Cyber Sentinel: Real-Time Monitoring and Reporting of Cybersecurity Incidents in West Virginia
The Project
The digital landscape is rapidly evolving, and with it, the frequency and complexity of cyber incidents such as ransomware attacks are increasing. While major events often make national headlines, numerous local incidents go underreported or unnoticed. This project aims to bridge this information gap by meticulously tracking and reporting cyber incidents and activities at the grassroots level in West Virginia. By leveraging a combination of digital news feeds, social media monitoring, and advanced data scraping techniques, the project will create a comprehensive, real-time news feed specifically tailored to cybersecurity events within the state. This initiative is not just about gathering information; it's about enhancing local awareness, preparedness, and response to cyber threats.
Major Steps
- Development of a Composite RSS Feed:
- Aggregate RSS feeds from various West Virginia news outlets.
- Implement advanced filtering algorithms to exclude non-local content.
- Integrate a keyword-based search mechanism focusing on cyber-related terms to refine the feed into a dedicated Cyber News Stream.
- Cybersecurity and Tech News Integration:
- Curate a specialized feed from prominent cybersecurity and technology news sources, applying filters to highlight content related to West Virginia.
- Integrate this feed with the existing West Virginia Cyber News Stream for a more comprehensive coverage.
- Social Media Monitoring:
- Employ social media listening tools across platforms like Facebook, Twitter, Reddit, and local online forums to capture real-time discussions and reports on cyber incidents.
- Utilize natural language processing (NLP) techniques to filter and validate relevant content.
- Merge these insights with the West Virginia Cyber News Stream, ensuring a broad spectrum of sources.
- Expansion to Non-RSS Capable Sources:
- Research and deploy web scraping technologies to extract information from West Virginia news outlets lacking RSS capabilities.
- Apply similar filtering and keyword search strategies as in step 1.
- Incorporate this data into the main Cyber News Stream, enriching the feed with otherwise inaccessible local content.
- Continuous Improvement and Community Engagement:
- Regularly update and refine keyword lists and filtering algorithms to keep pace with the evolving nature of cyber threats and terminology.
- Engage with local cybersecurity experts, organizations, and the public to gather feedback and ensure the news feed remains relevant and useful.
- Explore partnerships with local educational institutions and cybersecurity groups to foster a collaborative approach to cyber awareness and education.
Current Progress
- Creation of Initial Aggregate RSS Feed: Utilizing Node-RED and Full-Text RSS, the initial aggregate RSS feed has been successfully established.
- Transition from RSS-Bridge to Java for Processing: Initially, RSS-Bridge was employed for article filtering. However, given the XML nature of RSS feeds, a shift was made to Java for more efficient conversion of these feeds into processable objects.
- Local Search Implementation: A developing set of criteria is being used for local searches. This process is streamlined once the feeds are downloaded and amalgamated.
- Handling Summary-Only Feeds: Certain feeds provide only summaries. In these cases, a Docker instance of Full-Text RSS is deployed to retrieve full article texts, enhancing the feed's comprehensiveness. Alternative scraping solutions are being considered for these specific RSS providers.

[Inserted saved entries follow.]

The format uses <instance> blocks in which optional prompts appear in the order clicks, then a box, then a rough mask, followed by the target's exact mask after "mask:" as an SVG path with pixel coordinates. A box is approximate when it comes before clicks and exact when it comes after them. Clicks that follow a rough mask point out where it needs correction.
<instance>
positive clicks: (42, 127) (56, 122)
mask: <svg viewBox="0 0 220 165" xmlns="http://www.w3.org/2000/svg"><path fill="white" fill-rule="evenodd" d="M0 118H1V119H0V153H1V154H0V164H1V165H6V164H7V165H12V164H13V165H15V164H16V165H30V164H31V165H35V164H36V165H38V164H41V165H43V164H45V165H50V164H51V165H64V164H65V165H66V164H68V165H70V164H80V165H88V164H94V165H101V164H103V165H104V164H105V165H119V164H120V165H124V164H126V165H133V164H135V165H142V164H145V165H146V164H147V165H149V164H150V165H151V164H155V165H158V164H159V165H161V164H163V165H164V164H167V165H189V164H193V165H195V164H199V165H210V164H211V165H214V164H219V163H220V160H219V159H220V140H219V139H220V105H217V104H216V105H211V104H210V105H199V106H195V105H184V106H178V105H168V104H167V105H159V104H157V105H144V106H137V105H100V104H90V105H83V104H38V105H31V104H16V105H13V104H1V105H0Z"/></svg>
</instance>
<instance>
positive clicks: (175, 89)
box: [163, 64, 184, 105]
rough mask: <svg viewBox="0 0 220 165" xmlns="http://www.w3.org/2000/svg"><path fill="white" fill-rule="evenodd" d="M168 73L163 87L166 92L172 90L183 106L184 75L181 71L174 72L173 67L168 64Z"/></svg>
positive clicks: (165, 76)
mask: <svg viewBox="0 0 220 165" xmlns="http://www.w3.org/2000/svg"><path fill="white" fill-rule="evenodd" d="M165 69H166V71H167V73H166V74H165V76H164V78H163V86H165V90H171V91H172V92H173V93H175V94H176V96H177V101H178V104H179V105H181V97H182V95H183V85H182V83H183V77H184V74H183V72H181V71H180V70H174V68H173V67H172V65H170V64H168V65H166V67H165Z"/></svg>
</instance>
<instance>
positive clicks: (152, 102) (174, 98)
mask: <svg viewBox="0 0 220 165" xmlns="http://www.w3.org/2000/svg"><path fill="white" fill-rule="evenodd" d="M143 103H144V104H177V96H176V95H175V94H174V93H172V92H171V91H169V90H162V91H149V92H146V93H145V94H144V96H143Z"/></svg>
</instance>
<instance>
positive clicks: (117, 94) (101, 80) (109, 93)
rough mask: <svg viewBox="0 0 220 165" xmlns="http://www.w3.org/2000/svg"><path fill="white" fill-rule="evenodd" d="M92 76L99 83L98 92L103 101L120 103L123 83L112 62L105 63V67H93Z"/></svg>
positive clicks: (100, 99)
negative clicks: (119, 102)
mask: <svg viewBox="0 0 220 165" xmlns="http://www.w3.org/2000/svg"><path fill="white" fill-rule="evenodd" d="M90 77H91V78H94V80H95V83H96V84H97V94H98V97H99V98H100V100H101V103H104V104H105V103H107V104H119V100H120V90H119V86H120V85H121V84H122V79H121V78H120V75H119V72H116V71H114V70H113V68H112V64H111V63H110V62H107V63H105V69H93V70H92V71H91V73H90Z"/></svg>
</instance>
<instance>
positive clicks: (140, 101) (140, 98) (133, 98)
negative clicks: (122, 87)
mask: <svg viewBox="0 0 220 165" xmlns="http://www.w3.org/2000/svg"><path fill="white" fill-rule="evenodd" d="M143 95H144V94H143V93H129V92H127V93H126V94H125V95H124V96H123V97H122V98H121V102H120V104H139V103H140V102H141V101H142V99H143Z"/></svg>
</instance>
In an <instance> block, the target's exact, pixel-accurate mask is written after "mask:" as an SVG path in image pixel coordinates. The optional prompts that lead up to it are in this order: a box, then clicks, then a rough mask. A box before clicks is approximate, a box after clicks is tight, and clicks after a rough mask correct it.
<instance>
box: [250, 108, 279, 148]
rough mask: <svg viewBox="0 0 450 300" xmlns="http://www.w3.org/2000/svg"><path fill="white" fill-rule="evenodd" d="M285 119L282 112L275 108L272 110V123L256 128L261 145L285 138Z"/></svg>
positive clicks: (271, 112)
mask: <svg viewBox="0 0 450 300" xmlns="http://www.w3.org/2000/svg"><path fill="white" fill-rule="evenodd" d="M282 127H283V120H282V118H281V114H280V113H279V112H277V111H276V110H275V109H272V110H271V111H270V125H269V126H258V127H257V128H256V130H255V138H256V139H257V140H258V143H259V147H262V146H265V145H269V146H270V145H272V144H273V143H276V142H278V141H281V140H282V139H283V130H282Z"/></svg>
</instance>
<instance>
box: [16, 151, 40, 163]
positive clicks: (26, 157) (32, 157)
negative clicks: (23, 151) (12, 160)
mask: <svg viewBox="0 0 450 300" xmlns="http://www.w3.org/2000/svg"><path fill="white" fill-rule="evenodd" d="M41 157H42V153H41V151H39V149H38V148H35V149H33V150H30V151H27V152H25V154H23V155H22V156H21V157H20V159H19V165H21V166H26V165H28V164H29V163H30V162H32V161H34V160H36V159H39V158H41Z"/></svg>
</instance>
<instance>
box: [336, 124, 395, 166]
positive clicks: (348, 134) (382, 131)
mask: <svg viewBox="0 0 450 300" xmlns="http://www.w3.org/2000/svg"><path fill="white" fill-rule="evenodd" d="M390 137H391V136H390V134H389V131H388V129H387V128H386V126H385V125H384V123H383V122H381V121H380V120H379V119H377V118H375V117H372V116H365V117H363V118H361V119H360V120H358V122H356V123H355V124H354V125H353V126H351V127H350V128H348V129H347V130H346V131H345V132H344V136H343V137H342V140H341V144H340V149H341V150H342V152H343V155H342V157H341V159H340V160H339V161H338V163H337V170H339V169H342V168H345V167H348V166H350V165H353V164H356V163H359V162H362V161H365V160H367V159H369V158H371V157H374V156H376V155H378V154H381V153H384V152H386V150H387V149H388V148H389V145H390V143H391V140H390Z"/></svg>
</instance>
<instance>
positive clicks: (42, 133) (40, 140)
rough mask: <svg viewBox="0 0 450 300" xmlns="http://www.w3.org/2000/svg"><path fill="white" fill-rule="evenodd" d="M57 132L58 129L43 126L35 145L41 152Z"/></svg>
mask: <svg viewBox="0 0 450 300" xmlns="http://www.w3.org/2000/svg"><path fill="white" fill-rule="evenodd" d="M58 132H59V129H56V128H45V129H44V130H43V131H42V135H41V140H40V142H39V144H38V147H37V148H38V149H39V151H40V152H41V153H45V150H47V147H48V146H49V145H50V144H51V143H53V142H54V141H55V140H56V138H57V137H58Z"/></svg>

- Content Filtering Strategy: Gradual implementation of filters is underway to exclude non-relevant content such as national and international news, sports, obituaries, and sponsored material. The objective is to focus on local relevance and minimize storage use.
- Expansion of West Virginia News Feed: Scrapers have been deployed for West Virginia news sites lacking native RSS, using techniques like Xpath, CSS, and sitemaps to extract articles. Most of these sites are now included, except for Java-heavy TV news stations, which pose additional challenges.
- Current Status: The result is a hyper-local West Virginia cyber news feed, alongside an unexpected byproduct – a general West Virginia news feed, stripped of typical national news content. While there's room for improvement, significant progress has been made in the project's first phase.
Overall, the project is progressing well with foundational elements in place, and efforts are ongoing to refine the feeds and enhance the relevance and quality of the gathered information.